The first of the Insys Therapeutics executives found guilty of violating the Racketeer Influenced and Corrupt Organizations Act in May 2019 has been sentenced.
The first of the Insys Therapeutics executives found guilty of violating the Racketeer Influenced and Corrupt Organizations (RICO) Act in May 2019 has been sentenced. Michael J. Gurry, the former Vice President of Managed Markets, was sentenced to 33 months in federal prison on Monday.
In May, Gurry, along with former Chief Executive Officer John Kapoor; Richard M. Simon, the former National Director of Sales; Sunrise Lee, a former Regional Sales Director; and Joseph A. Rowan, a former Regional Sales Director; were found guilty of violating the RICO act, for their role in orchestrating kickback schemes to encourage doctors to boost prescriptions of Subsys, a powerful pain killer. The RICO act is a statute typically used to take on organized crime but in the case of Insys, the government thought it was the appropriate route to go considering the widespread and, now infamous in the realm of pharma marketing and sales, tactics used to boost the sales of Subsys.

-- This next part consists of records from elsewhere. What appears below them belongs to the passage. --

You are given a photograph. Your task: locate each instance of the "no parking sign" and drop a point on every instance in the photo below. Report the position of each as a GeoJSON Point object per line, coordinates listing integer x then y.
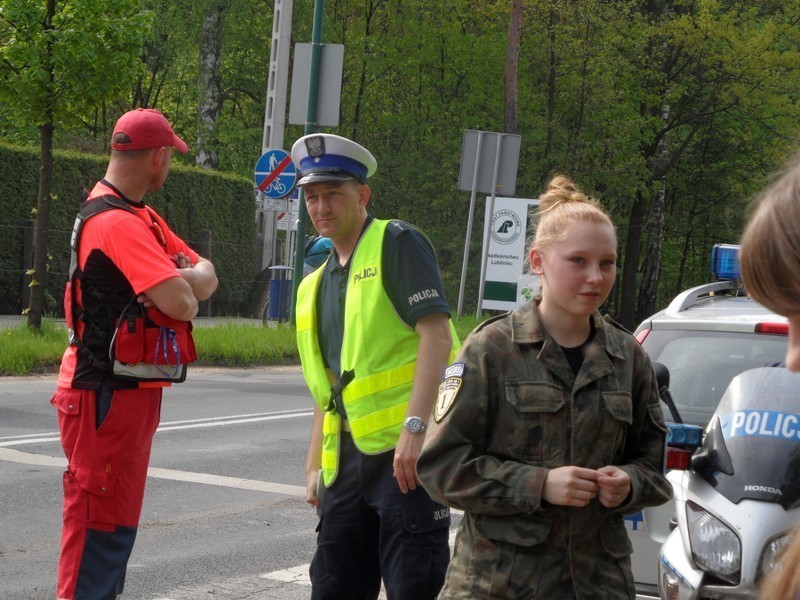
{"type": "Point", "coordinates": [275, 174]}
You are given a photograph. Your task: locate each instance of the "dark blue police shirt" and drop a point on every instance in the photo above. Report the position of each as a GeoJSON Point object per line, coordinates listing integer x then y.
{"type": "Point", "coordinates": [411, 280]}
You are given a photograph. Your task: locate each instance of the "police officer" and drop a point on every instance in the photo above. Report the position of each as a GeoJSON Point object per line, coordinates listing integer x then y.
{"type": "Point", "coordinates": [548, 428]}
{"type": "Point", "coordinates": [374, 337]}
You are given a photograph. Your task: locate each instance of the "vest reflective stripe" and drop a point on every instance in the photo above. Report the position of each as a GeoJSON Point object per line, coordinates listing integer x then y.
{"type": "Point", "coordinates": [384, 363]}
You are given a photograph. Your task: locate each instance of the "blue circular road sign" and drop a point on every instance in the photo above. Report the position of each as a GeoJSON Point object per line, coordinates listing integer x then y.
{"type": "Point", "coordinates": [275, 174]}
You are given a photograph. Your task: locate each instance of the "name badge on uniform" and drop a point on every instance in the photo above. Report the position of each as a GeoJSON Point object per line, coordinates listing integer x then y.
{"type": "Point", "coordinates": [448, 390]}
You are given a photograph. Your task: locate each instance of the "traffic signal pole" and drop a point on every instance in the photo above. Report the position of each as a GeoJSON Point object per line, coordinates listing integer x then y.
{"type": "Point", "coordinates": [310, 127]}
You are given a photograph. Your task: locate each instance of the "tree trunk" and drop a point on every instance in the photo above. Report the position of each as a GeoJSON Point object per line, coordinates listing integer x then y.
{"type": "Point", "coordinates": [38, 276]}
{"type": "Point", "coordinates": [209, 103]}
{"type": "Point", "coordinates": [655, 227]}
{"type": "Point", "coordinates": [630, 266]}
{"type": "Point", "coordinates": [511, 96]}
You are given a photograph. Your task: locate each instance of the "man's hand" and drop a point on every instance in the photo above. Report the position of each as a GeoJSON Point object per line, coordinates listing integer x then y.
{"type": "Point", "coordinates": [614, 486]}
{"type": "Point", "coordinates": [311, 488]}
{"type": "Point", "coordinates": [408, 449]}
{"type": "Point", "coordinates": [570, 486]}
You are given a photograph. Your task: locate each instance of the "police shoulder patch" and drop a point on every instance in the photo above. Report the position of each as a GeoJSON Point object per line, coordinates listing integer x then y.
{"type": "Point", "coordinates": [396, 227]}
{"type": "Point", "coordinates": [448, 390]}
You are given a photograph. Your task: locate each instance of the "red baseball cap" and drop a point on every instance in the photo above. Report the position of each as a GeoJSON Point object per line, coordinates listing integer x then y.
{"type": "Point", "coordinates": [147, 128]}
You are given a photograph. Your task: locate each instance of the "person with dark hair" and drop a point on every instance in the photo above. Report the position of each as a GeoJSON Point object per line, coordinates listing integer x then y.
{"type": "Point", "coordinates": [548, 428]}
{"type": "Point", "coordinates": [134, 286]}
{"type": "Point", "coordinates": [770, 255]}
{"type": "Point", "coordinates": [374, 336]}
{"type": "Point", "coordinates": [770, 263]}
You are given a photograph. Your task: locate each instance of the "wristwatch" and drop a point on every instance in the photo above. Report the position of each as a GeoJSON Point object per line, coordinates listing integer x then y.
{"type": "Point", "coordinates": [414, 424]}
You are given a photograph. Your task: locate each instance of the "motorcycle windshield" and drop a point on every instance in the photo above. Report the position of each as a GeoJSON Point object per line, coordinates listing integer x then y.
{"type": "Point", "coordinates": [752, 444]}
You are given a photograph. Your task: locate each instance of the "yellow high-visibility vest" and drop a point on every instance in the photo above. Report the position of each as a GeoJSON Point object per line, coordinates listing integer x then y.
{"type": "Point", "coordinates": [378, 346]}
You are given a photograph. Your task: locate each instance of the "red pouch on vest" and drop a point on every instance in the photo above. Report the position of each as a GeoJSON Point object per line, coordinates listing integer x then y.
{"type": "Point", "coordinates": [150, 346]}
{"type": "Point", "coordinates": [171, 342]}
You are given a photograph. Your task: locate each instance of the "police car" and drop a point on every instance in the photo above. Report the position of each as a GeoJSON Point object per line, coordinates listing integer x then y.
{"type": "Point", "coordinates": [705, 337]}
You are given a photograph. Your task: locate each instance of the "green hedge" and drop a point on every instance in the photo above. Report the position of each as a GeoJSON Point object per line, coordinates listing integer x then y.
{"type": "Point", "coordinates": [193, 201]}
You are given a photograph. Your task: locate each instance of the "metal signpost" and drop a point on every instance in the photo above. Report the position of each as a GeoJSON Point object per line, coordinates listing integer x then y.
{"type": "Point", "coordinates": [489, 163]}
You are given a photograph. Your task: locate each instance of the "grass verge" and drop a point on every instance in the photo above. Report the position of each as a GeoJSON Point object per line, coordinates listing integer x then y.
{"type": "Point", "coordinates": [24, 351]}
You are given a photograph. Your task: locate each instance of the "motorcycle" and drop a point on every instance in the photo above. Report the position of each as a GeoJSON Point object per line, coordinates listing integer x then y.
{"type": "Point", "coordinates": [738, 498]}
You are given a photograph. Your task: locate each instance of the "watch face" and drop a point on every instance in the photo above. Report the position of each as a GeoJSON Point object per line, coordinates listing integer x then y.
{"type": "Point", "coordinates": [414, 424]}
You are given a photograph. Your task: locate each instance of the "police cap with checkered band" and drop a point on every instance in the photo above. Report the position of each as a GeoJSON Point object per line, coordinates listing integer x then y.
{"type": "Point", "coordinates": [327, 157]}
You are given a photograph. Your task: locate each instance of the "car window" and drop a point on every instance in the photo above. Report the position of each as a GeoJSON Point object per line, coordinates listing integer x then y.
{"type": "Point", "coordinates": [702, 364]}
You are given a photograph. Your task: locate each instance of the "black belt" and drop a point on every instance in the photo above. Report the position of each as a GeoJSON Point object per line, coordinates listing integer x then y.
{"type": "Point", "coordinates": [335, 402]}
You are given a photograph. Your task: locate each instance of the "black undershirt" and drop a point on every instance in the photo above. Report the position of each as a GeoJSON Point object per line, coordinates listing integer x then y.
{"type": "Point", "coordinates": [402, 247]}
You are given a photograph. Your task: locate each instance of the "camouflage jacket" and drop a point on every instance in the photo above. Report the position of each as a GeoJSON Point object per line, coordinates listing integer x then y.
{"type": "Point", "coordinates": [509, 409]}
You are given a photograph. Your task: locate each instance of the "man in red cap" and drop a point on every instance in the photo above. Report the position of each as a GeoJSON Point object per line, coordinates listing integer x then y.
{"type": "Point", "coordinates": [125, 262]}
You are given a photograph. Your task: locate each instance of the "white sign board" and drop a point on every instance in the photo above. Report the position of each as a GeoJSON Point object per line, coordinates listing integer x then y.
{"type": "Point", "coordinates": [509, 282]}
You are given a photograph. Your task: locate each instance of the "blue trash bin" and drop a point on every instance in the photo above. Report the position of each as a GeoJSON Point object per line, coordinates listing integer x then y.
{"type": "Point", "coordinates": [280, 294]}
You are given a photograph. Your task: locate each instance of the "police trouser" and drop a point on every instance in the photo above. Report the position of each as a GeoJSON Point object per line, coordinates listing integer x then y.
{"type": "Point", "coordinates": [106, 436]}
{"type": "Point", "coordinates": [369, 529]}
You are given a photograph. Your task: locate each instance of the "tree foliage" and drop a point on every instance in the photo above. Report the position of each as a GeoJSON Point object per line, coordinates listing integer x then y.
{"type": "Point", "coordinates": [672, 113]}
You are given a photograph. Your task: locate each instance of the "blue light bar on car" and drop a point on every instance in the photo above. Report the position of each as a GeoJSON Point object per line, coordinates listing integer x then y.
{"type": "Point", "coordinates": [684, 436]}
{"type": "Point", "coordinates": [725, 261]}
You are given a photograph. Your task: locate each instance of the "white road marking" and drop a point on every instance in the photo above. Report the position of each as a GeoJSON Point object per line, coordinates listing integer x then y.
{"type": "Point", "coordinates": [297, 574]}
{"type": "Point", "coordinates": [39, 438]}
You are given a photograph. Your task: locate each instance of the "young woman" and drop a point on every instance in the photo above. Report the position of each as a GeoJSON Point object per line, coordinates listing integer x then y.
{"type": "Point", "coordinates": [548, 428]}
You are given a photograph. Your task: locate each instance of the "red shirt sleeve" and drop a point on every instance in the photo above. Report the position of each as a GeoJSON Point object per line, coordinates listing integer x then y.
{"type": "Point", "coordinates": [128, 241]}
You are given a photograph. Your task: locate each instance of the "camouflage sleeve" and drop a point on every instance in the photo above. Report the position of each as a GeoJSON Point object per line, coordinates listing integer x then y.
{"type": "Point", "coordinates": [457, 466]}
{"type": "Point", "coordinates": [645, 447]}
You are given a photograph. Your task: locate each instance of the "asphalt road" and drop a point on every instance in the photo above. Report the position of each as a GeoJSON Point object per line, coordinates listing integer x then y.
{"type": "Point", "coordinates": [224, 514]}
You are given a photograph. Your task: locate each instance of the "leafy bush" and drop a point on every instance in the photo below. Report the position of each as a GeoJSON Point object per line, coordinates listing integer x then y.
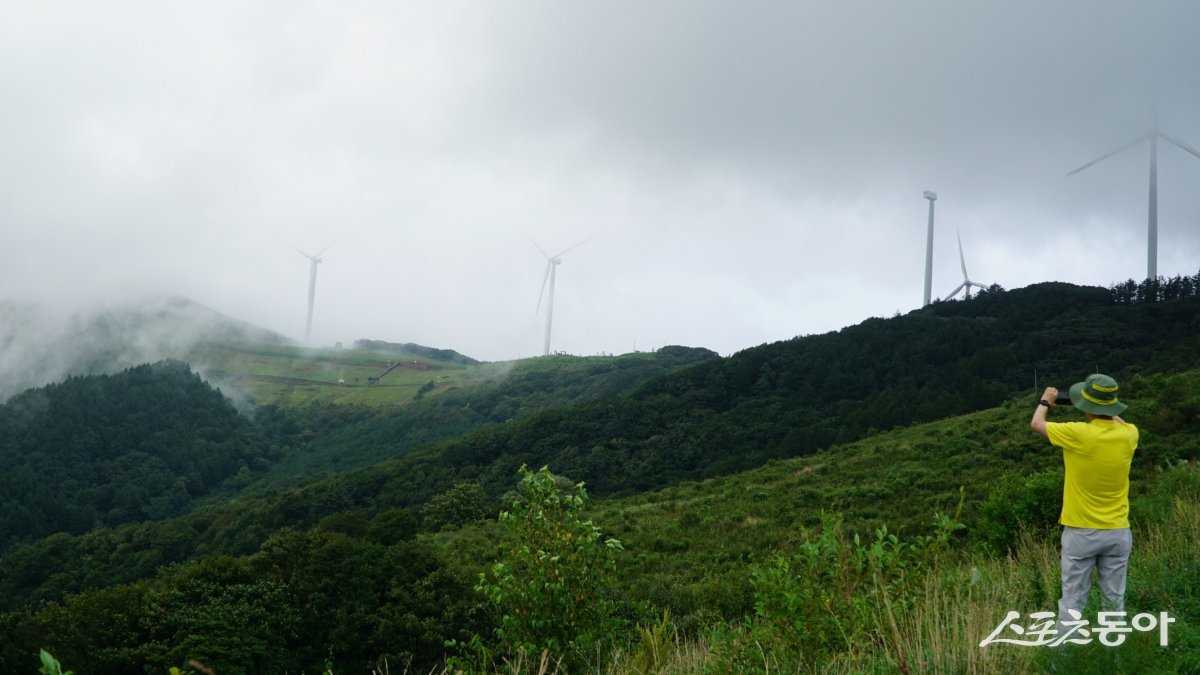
{"type": "Point", "coordinates": [1020, 502]}
{"type": "Point", "coordinates": [552, 583]}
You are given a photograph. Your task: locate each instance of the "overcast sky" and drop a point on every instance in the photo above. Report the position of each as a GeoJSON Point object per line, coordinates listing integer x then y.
{"type": "Point", "coordinates": [743, 172]}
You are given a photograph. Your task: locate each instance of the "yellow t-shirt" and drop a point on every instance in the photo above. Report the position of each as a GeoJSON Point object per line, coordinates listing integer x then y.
{"type": "Point", "coordinates": [1096, 455]}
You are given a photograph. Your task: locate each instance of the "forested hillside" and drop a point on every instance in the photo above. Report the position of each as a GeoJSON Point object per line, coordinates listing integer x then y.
{"type": "Point", "coordinates": [623, 425]}
{"type": "Point", "coordinates": [103, 451]}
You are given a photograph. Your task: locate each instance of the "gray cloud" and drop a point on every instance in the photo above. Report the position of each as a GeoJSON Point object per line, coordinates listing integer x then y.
{"type": "Point", "coordinates": [749, 171]}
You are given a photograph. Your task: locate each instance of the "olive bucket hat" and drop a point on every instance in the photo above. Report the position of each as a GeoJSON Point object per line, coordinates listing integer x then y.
{"type": "Point", "coordinates": [1097, 395]}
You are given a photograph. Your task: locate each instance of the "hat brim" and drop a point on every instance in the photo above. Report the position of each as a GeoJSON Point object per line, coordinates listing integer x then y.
{"type": "Point", "coordinates": [1079, 401]}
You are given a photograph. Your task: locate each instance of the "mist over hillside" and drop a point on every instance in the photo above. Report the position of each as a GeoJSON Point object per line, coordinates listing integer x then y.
{"type": "Point", "coordinates": [41, 344]}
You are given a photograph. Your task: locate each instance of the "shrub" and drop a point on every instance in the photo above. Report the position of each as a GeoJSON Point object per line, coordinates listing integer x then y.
{"type": "Point", "coordinates": [552, 584]}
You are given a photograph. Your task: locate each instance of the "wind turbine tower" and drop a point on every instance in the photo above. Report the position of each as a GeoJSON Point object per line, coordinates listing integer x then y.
{"type": "Point", "coordinates": [1152, 217]}
{"type": "Point", "coordinates": [312, 288]}
{"type": "Point", "coordinates": [552, 263]}
{"type": "Point", "coordinates": [929, 248]}
{"type": "Point", "coordinates": [966, 279]}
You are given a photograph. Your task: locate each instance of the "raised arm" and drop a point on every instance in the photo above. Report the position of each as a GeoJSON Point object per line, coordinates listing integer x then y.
{"type": "Point", "coordinates": [1039, 416]}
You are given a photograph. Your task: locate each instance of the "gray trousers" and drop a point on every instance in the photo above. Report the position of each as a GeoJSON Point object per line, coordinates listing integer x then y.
{"type": "Point", "coordinates": [1108, 551]}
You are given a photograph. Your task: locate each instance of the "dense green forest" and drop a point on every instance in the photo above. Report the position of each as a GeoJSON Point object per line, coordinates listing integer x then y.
{"type": "Point", "coordinates": [96, 452]}
{"type": "Point", "coordinates": [165, 526]}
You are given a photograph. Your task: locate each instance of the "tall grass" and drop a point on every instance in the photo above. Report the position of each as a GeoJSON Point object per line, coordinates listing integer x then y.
{"type": "Point", "coordinates": [964, 599]}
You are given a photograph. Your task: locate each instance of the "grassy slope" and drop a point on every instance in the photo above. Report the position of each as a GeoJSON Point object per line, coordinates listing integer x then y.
{"type": "Point", "coordinates": [690, 547]}
{"type": "Point", "coordinates": [294, 376]}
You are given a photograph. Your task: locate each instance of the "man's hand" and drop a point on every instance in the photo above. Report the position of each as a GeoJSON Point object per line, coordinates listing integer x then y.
{"type": "Point", "coordinates": [1039, 416]}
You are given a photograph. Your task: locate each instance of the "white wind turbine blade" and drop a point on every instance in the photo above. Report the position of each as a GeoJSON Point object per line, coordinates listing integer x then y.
{"type": "Point", "coordinates": [1180, 144]}
{"type": "Point", "coordinates": [325, 249]}
{"type": "Point", "coordinates": [540, 250]}
{"type": "Point", "coordinates": [550, 263]}
{"type": "Point", "coordinates": [575, 246]}
{"type": "Point", "coordinates": [1119, 150]}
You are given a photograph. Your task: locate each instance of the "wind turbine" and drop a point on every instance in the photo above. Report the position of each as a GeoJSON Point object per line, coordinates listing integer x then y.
{"type": "Point", "coordinates": [312, 287]}
{"type": "Point", "coordinates": [929, 246]}
{"type": "Point", "coordinates": [966, 280]}
{"type": "Point", "coordinates": [1153, 135]}
{"type": "Point", "coordinates": [552, 263]}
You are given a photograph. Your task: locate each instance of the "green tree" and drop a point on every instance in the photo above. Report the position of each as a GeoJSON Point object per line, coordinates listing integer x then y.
{"type": "Point", "coordinates": [551, 585]}
{"type": "Point", "coordinates": [466, 502]}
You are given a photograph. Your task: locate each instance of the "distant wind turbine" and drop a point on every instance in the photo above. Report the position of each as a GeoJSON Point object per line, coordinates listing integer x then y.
{"type": "Point", "coordinates": [929, 248]}
{"type": "Point", "coordinates": [552, 263]}
{"type": "Point", "coordinates": [1152, 227]}
{"type": "Point", "coordinates": [966, 279]}
{"type": "Point", "coordinates": [312, 287]}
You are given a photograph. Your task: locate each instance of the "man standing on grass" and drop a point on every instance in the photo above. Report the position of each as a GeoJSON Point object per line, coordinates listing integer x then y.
{"type": "Point", "coordinates": [1095, 494]}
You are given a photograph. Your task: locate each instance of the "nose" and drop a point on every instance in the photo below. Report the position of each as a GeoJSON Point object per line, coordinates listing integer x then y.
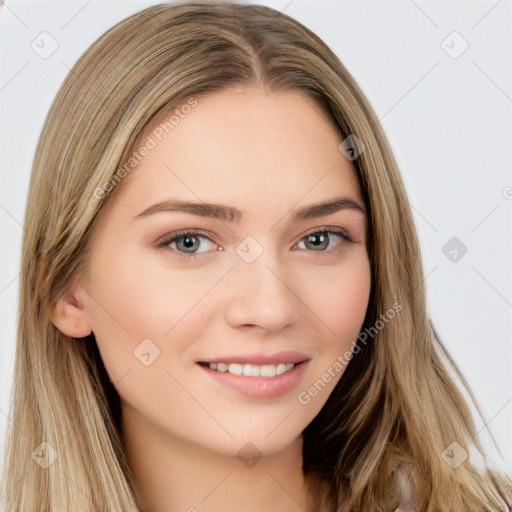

As BioSpace previously reported, the Insys executives were found guilty of conspiring to bribe physicians to encourage them to prescribe Subsys, a powerful fentanyl-based pain medication, to patients often when medically unnecessary. Subsys was approved to treat the pain many cancer patients exhibit but the Insys team sought to exploit physicians who would be willing to prescribe the medication in a more generous fashion.
That part though was later struck down. This fall, the federal judge who oversaw the case, Allison Burroughs, said the evidence had been insufficient to prove that conclusion that the executives had intended to have physicians prescribe Subsys when it was not needed, NPR, reported. Despite that change in the case, the Insys executives were still guilty of fraud and were denied another trial, according to the report.
Not were the executives found guilty of bribing these physicians with funding that was referred to as “speaker fees,” the executives were found guilty of trying to defraud health insurance providers who were reluctant to approve payment for the drug when it was prescribed for non-cancer patients. As was previously reported, the executives misled insurers regarding the true diagnosis of a patient in order to get approval for Subsys.
Throughout the trial, sordid details of the methods used to persuade the prescribers were brought to light, including having an Insys sales manager perform a lap dance at a Chicago strip club for a doctor the company was trying to woo. Jurors were also introduced to a video from a 2015 sales conference of sales associates dancing with a giant bottle of the addictive fentanyl-based Subsys in a rap music video.
The remaining Insys executives are expected to be sentenced over the next two weeks and conclude by Jan. 23. Kapoor’s sentencing is slated for Jan. 23, NPR reported and federal prosecutors are hoping he will be handed 15 years in prison. The government is also seeking six to 10 years for the other executives but with the 33 months that Gurry received, that may be more in line with the remaining sentences handed down.
Since the executives were found guilty, Insys Therapeutics has been unable to shake off the dark shadows of its past leadership team. In July, the company filed for bankruptcy after agreeing to pay about $225 million in fines to the federal government over the fraudulent marketing schemes. The company entered into bankruptcy protection in order to facilitate the sale of all of the company’s assets.
Arizona-based Insys isn’t the only company that may have criminal charges filed against executives. In April, the government filed criminal charges against executives at the Rochester Drug Co-Operative, Inc. (RDC), one of the 10 largest pharmaceutical distributors in the United States for their roles in distributing opioid medications. According to the government charges, from 2012 through March 2017, RDC violated federal narcotics laws by distributing dangerous, highly addictive opioids to pharmacy customers that it knew were being sold and used illicitly. Executives from the now-shuttered Miami-Luken, a pharmaceutical distributor, has also had criminal charges brought against them.
In November, the federal government hinted at the possibility of brining criminal charges against companies that helped create and foment the opioid crisis. Companies, such as Johnson & Johnson and Teva, are facing questions in a criminal probe regarding their marketing distribution practices related to the sale of opioids. These companies, along with numerous others, have been embroiled in multiple civil trials that have already seen several multi-million dollar settlements. In July 2019, information from a federal database showed that 76 billion opioid pills were sold in the United States between 2006 and 2012.